Genial: iPhone ganz einfach per Schütteln laden

Denn die Bewegungs- und Lagesensoren sind nicht nur Sensoren und Summer, sondern auch winzige Dynamos. Wer in Physik aufgepasst hat, weiß: Ein Dynamo und ein Elektromotor sind technisch gesehen letztlich das Gleiche: Wird einem Dynamo kynetische Energie zugeführt, wandelt er diese in elektrische Energie um. Ein Elektromotor funktioniert umgekehrt: Aus elektrischer Energie wird kynetische Energie, also Bewegung erzeugt.
Nach dem gleichen Prinzip funktioniert auch das Laden eines iPhones ohne Netzteil: Ihr müsst das Gerät einfach mit ausgeschaltetem Display ein wenig schütteln, um Strom mit dem eingebauten Summer und den Sensoren Strom zu erzeugen, der den Akku lädt.
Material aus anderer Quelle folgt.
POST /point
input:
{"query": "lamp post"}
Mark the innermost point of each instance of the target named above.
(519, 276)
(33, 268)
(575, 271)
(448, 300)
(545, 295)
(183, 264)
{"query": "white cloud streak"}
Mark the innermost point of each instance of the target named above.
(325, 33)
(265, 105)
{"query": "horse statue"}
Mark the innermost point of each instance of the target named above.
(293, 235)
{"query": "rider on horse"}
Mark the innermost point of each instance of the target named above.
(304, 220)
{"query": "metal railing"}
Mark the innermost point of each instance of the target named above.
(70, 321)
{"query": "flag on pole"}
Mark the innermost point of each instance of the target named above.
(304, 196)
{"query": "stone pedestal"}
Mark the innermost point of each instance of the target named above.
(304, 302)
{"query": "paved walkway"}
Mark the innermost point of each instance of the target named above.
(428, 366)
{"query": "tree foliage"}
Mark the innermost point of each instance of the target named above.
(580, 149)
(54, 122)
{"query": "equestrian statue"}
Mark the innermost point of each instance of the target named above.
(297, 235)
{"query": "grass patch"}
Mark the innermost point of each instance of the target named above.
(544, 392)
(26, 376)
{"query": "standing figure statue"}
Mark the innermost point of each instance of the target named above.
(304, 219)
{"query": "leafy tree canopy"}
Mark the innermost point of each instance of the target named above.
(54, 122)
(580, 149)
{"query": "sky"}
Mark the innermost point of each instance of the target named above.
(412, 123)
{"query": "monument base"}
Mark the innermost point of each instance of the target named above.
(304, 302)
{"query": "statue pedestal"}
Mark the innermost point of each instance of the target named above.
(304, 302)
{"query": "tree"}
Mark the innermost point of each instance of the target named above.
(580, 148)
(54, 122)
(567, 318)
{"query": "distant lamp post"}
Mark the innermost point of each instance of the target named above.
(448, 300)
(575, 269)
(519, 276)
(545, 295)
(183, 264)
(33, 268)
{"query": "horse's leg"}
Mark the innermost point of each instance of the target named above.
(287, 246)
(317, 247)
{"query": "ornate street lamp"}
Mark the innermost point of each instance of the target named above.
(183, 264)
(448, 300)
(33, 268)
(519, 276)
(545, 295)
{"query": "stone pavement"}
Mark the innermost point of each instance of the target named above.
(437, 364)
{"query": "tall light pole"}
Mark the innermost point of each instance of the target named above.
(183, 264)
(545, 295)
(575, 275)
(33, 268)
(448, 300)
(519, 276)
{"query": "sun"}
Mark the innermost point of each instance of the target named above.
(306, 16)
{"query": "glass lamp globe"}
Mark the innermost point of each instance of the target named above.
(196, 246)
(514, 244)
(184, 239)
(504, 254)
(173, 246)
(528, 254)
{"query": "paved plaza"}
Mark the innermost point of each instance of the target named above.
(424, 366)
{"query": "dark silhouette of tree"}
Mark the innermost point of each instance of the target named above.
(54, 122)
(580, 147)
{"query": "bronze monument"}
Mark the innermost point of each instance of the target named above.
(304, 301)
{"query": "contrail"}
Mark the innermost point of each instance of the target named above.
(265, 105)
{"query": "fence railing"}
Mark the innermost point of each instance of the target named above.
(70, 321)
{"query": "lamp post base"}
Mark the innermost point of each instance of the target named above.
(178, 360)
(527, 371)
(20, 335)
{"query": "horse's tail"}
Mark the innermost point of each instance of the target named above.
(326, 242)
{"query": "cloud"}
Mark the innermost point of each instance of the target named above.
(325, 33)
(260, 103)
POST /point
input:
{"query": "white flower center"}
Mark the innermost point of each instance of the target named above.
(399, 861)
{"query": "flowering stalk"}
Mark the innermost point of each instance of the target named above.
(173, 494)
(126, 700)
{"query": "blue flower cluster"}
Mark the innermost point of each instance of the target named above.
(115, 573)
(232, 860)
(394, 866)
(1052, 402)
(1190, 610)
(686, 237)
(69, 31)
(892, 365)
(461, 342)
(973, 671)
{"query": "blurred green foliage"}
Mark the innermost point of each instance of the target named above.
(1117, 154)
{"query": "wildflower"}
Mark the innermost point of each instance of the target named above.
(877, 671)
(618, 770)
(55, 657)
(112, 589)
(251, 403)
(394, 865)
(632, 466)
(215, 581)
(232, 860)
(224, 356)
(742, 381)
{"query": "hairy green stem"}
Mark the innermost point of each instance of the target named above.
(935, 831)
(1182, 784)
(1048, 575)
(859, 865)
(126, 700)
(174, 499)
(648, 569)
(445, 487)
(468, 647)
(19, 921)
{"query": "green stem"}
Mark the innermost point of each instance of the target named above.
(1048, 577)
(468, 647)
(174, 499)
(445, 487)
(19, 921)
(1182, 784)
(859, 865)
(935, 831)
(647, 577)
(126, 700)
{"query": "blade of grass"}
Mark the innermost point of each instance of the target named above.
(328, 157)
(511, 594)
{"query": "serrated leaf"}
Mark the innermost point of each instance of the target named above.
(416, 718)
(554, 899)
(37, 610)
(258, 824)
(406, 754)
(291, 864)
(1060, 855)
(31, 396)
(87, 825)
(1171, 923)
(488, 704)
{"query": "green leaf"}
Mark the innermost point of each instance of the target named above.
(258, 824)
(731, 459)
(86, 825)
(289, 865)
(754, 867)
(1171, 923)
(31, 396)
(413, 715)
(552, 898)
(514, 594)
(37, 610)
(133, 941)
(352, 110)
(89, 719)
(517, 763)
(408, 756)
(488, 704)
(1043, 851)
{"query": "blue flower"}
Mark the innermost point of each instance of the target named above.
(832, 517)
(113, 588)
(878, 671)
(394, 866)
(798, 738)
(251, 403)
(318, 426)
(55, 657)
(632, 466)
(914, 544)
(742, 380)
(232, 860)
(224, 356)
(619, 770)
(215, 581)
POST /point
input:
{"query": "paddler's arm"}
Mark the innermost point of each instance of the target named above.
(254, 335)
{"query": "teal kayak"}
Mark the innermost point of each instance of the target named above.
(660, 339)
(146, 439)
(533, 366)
Das iPhone wandelt letztlich kynetische in elektrische Energie um, das Resultat: Der Akku wird aufgeladen.

Schon nach kurzem Schütteln seht Ihr, wie die Akkuanzeige zunimmt.

Schon nach kurzem Schütteln seht Ihr, wie die Akkuanzeige zunimmt.

Leider nur für Notfälle

Aufgrund der Größe des Summers und der Sensoren ist der Energieumsatz natürlich gering. Ihr könnt aber mit rund 30 Sekunden schütteln die Akkuladung um ca. 1 Prozent anheben. Das klappt allerdings nicht, wenn das iPhone schon komplett leer ist, in Notfällen, wenn Ihr gerade keine Lademöglichkeit habt und auf eine wichtige WhatsApp der Liebsten wartet, können diese ein oder zwei Prozent Ladung aber entscheidend sein. Das komplette iPhone auf diese Weise aufzuladen, ist natürlich Unfug: Ihr müsstet rund eine Stunde schütteln, um eine volle Akkuladung zu erzeugen – da ist es deutlich einfacher und gesünder, ein Netzteil suchen zu gehen.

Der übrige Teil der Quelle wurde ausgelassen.